In the same year the V-K took hold, 2030, the ACLU and the abolition movement suffered a resounding defeat. The Supreme Court upheld a Georgia law declaring Artificial Person's (AP's) to be "non-legals". A series of small and unorganized rebellions by replicants and enhanced tubes resulted in 49 of the remaining 51 states (all but California and New York) following Georgia's model.

[Note: a "tube" is a biologically "human" being, whose genes are selected, spliced, engineered and grown for "enhancement" in the lab. The word "tube" is from "test tube baby," the press's name for the first child born in vitro.]
Eventually, all non-legals not controlled by the government were banned from the Earth. Off-worlders had less trouble with their replicants than did the Terran humans, and the colonies had greater need for humanoid labor.

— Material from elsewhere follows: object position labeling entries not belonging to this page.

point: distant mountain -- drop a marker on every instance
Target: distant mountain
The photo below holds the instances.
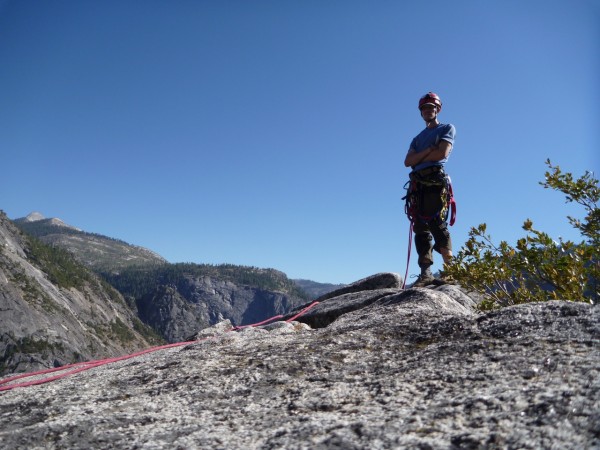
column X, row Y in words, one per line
column 96, row 251
column 316, row 290
column 176, row 300
column 55, row 311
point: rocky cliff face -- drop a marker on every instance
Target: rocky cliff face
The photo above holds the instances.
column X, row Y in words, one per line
column 179, row 310
column 372, row 366
column 53, row 314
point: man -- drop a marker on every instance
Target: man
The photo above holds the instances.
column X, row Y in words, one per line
column 427, row 155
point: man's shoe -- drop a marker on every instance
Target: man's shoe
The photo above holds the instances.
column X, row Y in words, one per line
column 426, row 278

New Greenland, was founded on Mars by the AP and human survivors of the "Green Peace" rebellion of 2020. The government of New Greenland offered sanctuary and citizenship to all turing conversationalists, humanoid or not. Eventually, many off-world colonies granted their AP's nominal citizenship in order to stem the flow of rebellions and runaways and to maintain their labor force.

By the time the ACLU's Rights of Artificial Persons (RAP) branch was established both on Earth and in New America, replicants had given way to the modern synths, whose biochip neurostructures and non-organic bodies allowed for deeper and more direct levels of programming.

In 2035, the Supreme Court ruled that these synthetic people were allowed legal status by state and guaranteed minimal citizens rights by the federal government. This shift to the left was largely the result of the non-violent synthetic civil-rights movement that took hold in the early '30's. (Despite initial resistance by the military and certain small religious groups concerned with the question of free will, the law required that synthetics be programmed as non-violent, and eager-to-serve humanity. Their human-compatible nature greatly aided in popular acceptance of the Court's ruling.) By 2050, RAP had secured the rights of tubes and the re-animated, but never replicants.